I appreciate all your suggestions!


----------



## Pigeonfriend (Aug 14, 2009)

I don't have any advice about the balcony, but I just wanted to tell you that you are a wonderful person for how you treated the bird and how you don't want to harm them with spikes or glue. I don't know what it's like to be afraid of an animal (I love them all and have had quite a few different species, haha , but any fear in general is very real and powerful, and I think it's amazing you were able to look past that. 

Thank you for your kindness! The world needs more people like you.


----------



## Pigeonfriend (Aug 14, 2009)

Oh, and what about white vinegar for the poop?


----------



## Woody Pigeon (Feb 3, 2013)

Get a nice shovel, scrape the. . . deposits off your balcony, and use them as fertiliser on your garden. I wouldn't get a fake owl if I were you









Nor would I use bird spikes, a bit cruel. 
I wouldn't leave out empty pots or containers either, a perfect nest spot for an expecting pigeon!

Well done for not fearing the pigeon too much, ornithophobia (I think), can be quite bad - you are definitely not alone (Niall Horan from One Direction is terrified of pigeons)


----------



## LeeLu (Sep 23, 2012)

paula_55 said:


> Hello! I never thought I’d join a bird forum, yet here I am! I’m not sure that I am posting this in the right spot, as I have just joined. I am desperately looking for help with my pigeon problem. Let me start at the beginning…
> 
> In early May, I noticed a pigeon sitting in a pot on my balcony that used to have a plant in it. I am completely (and without cause) terrified of birds. They have never done anything to me, so really; it is an unexplainable fear, but a fear none-the-less! I tried to scare the bird away, and when she stood up, I noticed that there was an egg underneath her.

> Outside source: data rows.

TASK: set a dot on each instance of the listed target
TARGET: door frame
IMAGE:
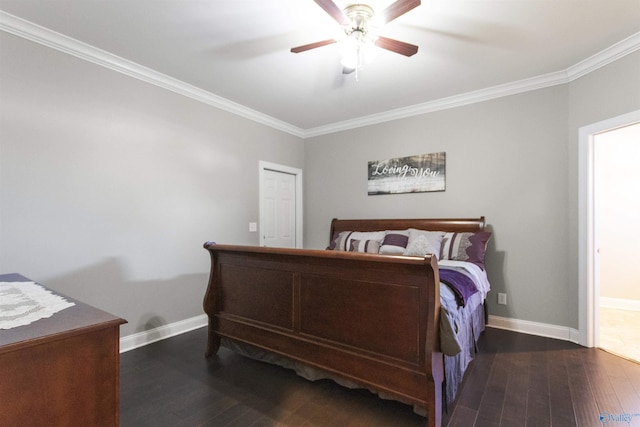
(588, 265)
(267, 166)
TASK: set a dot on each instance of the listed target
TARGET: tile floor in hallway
(620, 332)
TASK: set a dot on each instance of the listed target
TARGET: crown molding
(500, 91)
(605, 57)
(44, 36)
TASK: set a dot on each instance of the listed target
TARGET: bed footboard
(368, 318)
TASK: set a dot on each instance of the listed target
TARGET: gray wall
(512, 159)
(110, 186)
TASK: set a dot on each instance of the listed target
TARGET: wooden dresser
(61, 371)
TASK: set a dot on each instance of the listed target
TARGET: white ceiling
(239, 49)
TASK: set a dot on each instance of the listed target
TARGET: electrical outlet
(502, 298)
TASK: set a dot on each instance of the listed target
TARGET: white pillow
(423, 242)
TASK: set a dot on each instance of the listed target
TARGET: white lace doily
(22, 303)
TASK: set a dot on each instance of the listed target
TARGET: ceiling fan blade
(334, 11)
(310, 46)
(397, 9)
(396, 46)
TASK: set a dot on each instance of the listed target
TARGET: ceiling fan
(357, 21)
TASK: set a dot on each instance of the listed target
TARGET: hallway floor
(620, 332)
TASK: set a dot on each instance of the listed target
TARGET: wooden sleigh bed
(366, 319)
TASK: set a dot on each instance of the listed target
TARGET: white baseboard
(140, 339)
(620, 303)
(534, 328)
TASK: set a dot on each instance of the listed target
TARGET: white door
(279, 209)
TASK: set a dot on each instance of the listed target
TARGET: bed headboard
(438, 224)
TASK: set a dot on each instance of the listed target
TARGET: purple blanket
(461, 285)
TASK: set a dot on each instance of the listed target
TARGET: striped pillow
(394, 242)
(424, 242)
(367, 246)
(343, 240)
(469, 247)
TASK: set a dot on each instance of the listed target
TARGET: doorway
(617, 225)
(589, 213)
(280, 206)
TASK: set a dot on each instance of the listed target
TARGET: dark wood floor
(516, 380)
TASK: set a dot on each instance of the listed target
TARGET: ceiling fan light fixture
(358, 23)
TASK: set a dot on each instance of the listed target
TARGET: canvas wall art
(413, 174)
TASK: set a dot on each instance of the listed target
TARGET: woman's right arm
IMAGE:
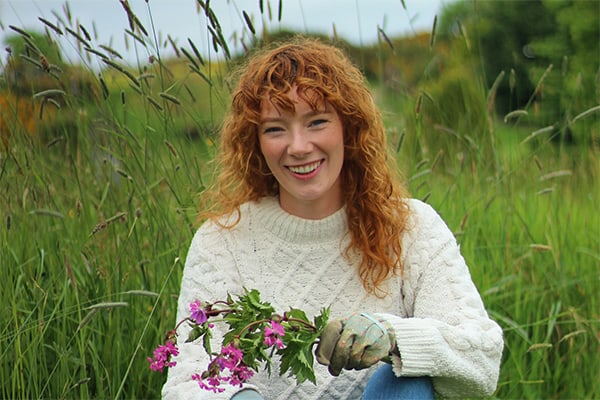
(209, 274)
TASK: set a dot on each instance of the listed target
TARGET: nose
(300, 143)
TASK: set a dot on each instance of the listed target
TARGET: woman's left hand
(356, 342)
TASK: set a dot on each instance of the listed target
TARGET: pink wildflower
(211, 383)
(273, 334)
(162, 357)
(230, 357)
(197, 312)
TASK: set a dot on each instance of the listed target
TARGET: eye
(317, 122)
(272, 129)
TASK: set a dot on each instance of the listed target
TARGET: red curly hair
(372, 192)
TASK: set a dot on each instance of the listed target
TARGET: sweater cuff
(414, 340)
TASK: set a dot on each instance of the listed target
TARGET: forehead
(294, 99)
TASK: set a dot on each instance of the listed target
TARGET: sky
(355, 20)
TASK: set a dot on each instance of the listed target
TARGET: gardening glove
(356, 342)
(247, 394)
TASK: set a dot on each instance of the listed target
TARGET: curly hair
(372, 192)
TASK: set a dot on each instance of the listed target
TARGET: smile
(305, 169)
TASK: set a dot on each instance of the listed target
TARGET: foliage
(255, 333)
(550, 60)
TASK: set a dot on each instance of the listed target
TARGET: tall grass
(97, 212)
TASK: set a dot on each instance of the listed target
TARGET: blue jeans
(384, 385)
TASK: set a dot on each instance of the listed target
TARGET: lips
(306, 168)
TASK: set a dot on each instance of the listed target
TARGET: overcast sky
(354, 20)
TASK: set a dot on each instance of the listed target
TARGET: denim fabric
(384, 385)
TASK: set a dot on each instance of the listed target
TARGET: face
(304, 150)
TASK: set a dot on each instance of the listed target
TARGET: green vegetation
(100, 184)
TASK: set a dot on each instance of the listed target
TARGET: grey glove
(247, 394)
(356, 342)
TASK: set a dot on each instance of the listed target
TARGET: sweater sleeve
(209, 274)
(448, 334)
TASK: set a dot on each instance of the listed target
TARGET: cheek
(269, 151)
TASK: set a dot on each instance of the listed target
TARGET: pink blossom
(162, 357)
(230, 357)
(197, 312)
(273, 334)
(212, 383)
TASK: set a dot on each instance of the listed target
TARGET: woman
(307, 209)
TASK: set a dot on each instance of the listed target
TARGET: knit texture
(442, 329)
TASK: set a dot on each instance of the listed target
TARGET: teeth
(305, 169)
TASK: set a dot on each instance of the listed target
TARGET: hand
(356, 342)
(247, 394)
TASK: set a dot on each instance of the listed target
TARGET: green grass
(98, 210)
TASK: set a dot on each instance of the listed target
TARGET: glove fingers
(341, 353)
(328, 341)
(367, 349)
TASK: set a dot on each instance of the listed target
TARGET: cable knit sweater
(442, 329)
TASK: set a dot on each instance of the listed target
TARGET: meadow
(99, 203)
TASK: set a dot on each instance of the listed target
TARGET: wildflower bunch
(256, 333)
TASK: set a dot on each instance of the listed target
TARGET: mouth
(306, 168)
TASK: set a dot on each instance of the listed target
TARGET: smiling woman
(304, 149)
(308, 211)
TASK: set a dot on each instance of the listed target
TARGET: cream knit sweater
(442, 329)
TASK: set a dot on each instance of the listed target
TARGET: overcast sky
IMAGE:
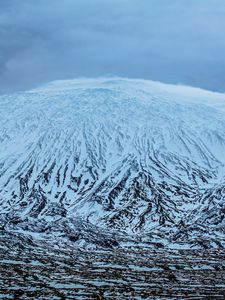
(176, 41)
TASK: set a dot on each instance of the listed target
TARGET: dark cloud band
(175, 41)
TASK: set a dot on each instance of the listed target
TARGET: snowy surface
(133, 155)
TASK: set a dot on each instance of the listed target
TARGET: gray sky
(175, 41)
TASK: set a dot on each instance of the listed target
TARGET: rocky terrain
(131, 169)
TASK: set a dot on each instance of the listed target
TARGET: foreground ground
(41, 270)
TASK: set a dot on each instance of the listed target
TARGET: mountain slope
(121, 157)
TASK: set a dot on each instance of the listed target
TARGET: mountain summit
(107, 161)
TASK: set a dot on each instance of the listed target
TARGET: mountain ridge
(131, 157)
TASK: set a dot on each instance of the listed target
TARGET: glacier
(114, 161)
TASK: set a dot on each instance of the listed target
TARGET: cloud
(175, 41)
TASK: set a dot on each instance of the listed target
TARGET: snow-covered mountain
(128, 159)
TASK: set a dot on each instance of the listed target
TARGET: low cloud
(174, 41)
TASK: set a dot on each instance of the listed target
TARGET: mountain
(114, 161)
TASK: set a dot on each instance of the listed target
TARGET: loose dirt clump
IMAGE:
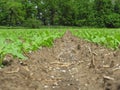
(71, 64)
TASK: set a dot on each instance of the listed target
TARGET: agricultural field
(60, 59)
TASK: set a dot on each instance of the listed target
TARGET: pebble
(63, 71)
(46, 86)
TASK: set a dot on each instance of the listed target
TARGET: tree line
(34, 13)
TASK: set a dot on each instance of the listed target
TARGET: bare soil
(71, 64)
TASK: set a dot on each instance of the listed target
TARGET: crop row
(110, 38)
(16, 42)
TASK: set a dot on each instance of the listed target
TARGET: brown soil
(71, 64)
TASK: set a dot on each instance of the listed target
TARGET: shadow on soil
(71, 64)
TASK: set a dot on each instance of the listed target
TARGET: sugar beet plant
(18, 42)
(107, 37)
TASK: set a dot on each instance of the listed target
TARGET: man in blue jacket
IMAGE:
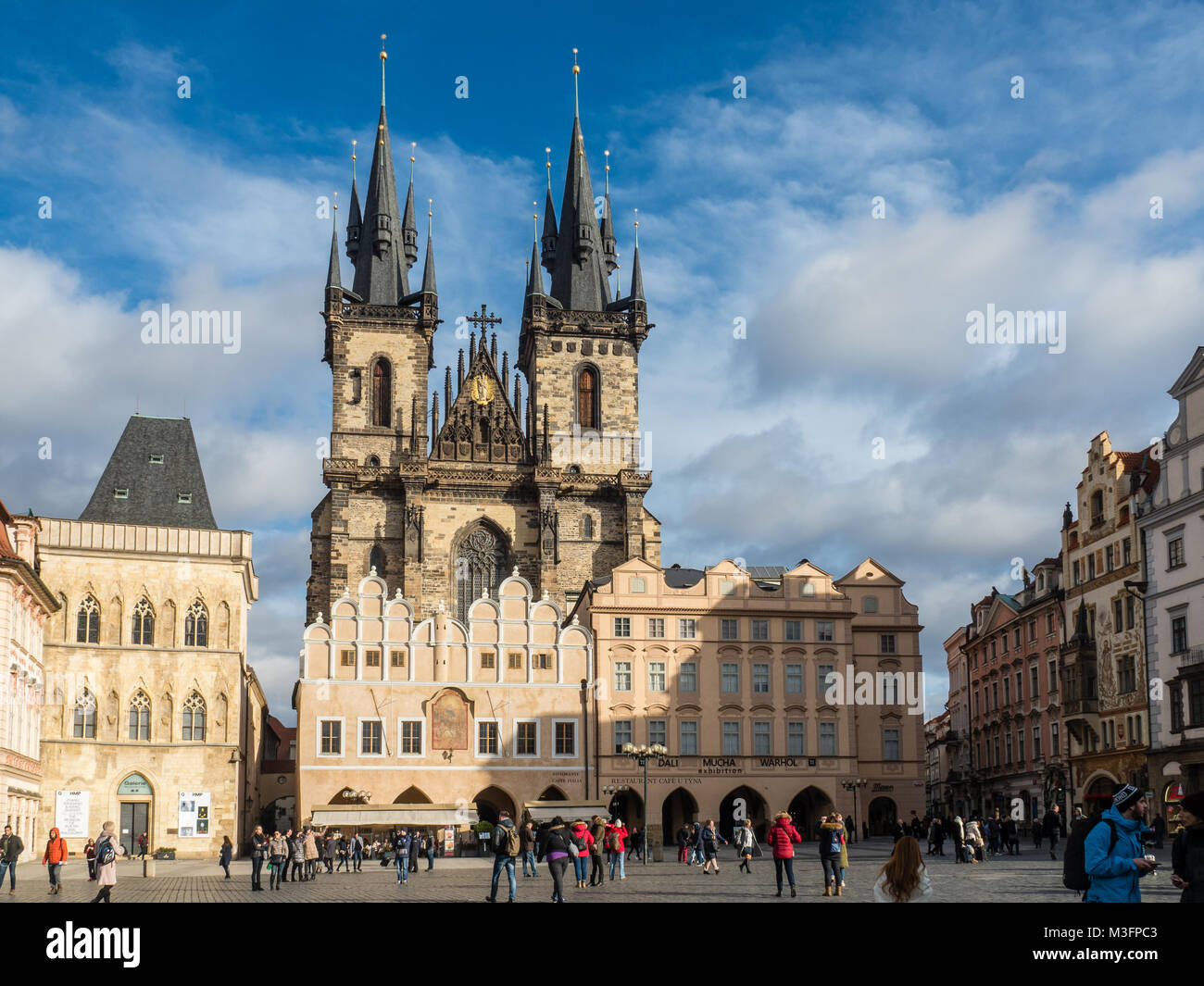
(1115, 870)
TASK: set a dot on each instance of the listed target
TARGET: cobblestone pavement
(1028, 878)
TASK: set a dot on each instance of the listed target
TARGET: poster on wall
(194, 814)
(71, 814)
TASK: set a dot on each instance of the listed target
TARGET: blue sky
(753, 208)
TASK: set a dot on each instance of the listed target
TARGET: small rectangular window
(566, 740)
(412, 737)
(796, 740)
(731, 738)
(761, 740)
(621, 733)
(486, 738)
(332, 737)
(370, 737)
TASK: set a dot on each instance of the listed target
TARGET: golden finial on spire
(577, 71)
(384, 56)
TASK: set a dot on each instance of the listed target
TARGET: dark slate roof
(153, 488)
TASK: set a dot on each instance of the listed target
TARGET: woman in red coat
(782, 837)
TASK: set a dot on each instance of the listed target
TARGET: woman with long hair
(904, 879)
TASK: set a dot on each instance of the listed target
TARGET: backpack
(512, 840)
(1074, 860)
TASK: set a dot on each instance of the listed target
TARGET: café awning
(394, 814)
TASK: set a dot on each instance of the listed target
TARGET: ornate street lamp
(639, 754)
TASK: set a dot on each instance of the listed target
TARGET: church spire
(578, 279)
(377, 268)
(429, 265)
(637, 277)
(354, 219)
(332, 276)
(608, 243)
(408, 227)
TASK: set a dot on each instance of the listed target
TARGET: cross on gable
(482, 320)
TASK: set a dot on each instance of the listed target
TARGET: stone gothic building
(445, 495)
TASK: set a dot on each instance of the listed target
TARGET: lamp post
(854, 784)
(639, 754)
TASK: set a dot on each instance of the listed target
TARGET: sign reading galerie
(194, 814)
(71, 814)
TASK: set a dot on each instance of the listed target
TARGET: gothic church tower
(445, 505)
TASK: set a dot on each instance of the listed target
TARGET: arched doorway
(136, 800)
(629, 806)
(679, 808)
(883, 815)
(807, 808)
(746, 803)
(492, 802)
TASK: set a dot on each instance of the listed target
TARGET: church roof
(153, 477)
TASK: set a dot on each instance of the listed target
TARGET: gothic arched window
(588, 397)
(88, 621)
(382, 393)
(376, 560)
(85, 717)
(196, 625)
(480, 566)
(143, 625)
(193, 718)
(140, 716)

I immediately shut the door to my balcony and decided that, even though I am afraid of birds, I wouldn’t harm the mama pigeon or her baby. I few days later I noticed a second egg and by the end of May I had two baby pigeons living in my plant pot.
> 
> ...


Simple solution...go to Lowes or whatever lumber yard nearby and buy a bird net..they are hugh, fashion it over the entry to your balcony...a curtian rod, would work, as the netting is large enough you can easily string the bird netting on the rod, and place it in the opening of your balcony...end of birds on your balcony, that can't get through the netting...and it's cheap as well...less than $10 in my area.


----------



## paula_55 (Jun 26, 2013)

Thanks for the suggestions and the kind words. Due to the rules of my condo corp, I can not hang anything from my balcony, so netting, cd's, plastic bags, etc. are all out of the question. When I got home from work last night, the 2 baby pigeons were on my balcony, and as soon as I opened the door, they flew away. I moved the fake owl to a different spot and when the dad tried to land, he got scared (don't know if it was the owl, or me standing in the doorway that scared him away). So, I'm pretty sure at this point that the owl isn't working (not really surprised by that) and I am very much running out of options. 

How can I make my balcony uninviting enough for them to go elsewhere?


----------



## Ross Howard (Nov 26, 2009)

Hawk silouttes on balcony glass doors & a rubber snake or two from $ store on table & floor & also move around every day just a bit. Good Luck


----------



## LisaNewTumbler (Jun 24, 2013)

Never dealt with this situation but I have a suggestion......if it is possible in your condo.

Buy a horn (LOUD) and try ambush them. I know the timing will probably be difficult because of work etc but I'm thinking if as they land/come near to land you scare the bejeezers out of them with a sudden unexpected HONK I don't imagine they'd be coming back.

It'd have to be a horn or something 'abnormal' not just a person waving their hands about and shouting


----------



## Jason Heidlauf (Apr 2, 2012)

the only thing i can say is move the owl every day . every once in awhile take the owl off and put it back the next day .moving the owl every day the bids may think that it's real birds are much smarter than what you may think .


----------